Apparently, Seafair brought out Seattlites of every shape, size, and species this weekend. Including, one enormous (and dead) sturgeon.
Keith Magnuson was waterskiing on Saturday when he came across the deceased giant, which he initially mistook for a shark. The 8-foot-long fish has been “tied to a post” by the UW School of Fisheries, where it awaits examination, according to The Seattle Times.
Anybody who’s seen X-Files (or a show of similar plot themes) knows that the Pacific Northwest is a hotbed of activity for freaky creatures who love our rainy climate and tender, organic, Seattle meat. Who can blame them? And this isn’t the first time Seattle’s been in awe around sturgeon titan cruising our waters.
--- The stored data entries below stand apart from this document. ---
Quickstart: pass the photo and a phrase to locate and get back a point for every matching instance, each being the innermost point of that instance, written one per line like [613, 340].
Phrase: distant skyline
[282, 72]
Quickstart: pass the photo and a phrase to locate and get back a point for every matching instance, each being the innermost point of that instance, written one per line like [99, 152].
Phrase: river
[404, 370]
More recently there was a 5 ½ footer accidentally found by a UW fisheries research team. But the biggest behemoth award goes to the sturgeon nabbed in 1987, which was 11 feet long, clocking in at 640 pounds (other have said 900 ), and was allegedly responsible for mythic rumors of Seattle’s very own Loch Ness monster. Biologists said the fish was estimated to be somewhere between 80-100 years old, and apparently died of old age.
Sturgeons are bottom-feeders, and not often seen in Lake Washington, though they are known to migrate up and around the Columbia River. We’ll have to wait to see what the scientists find, but allegedly the Times’ blog post has made a bigger splash than Macklemore’s video shoot on top of Dick’s.
What’s to say? Seattle loves its fish.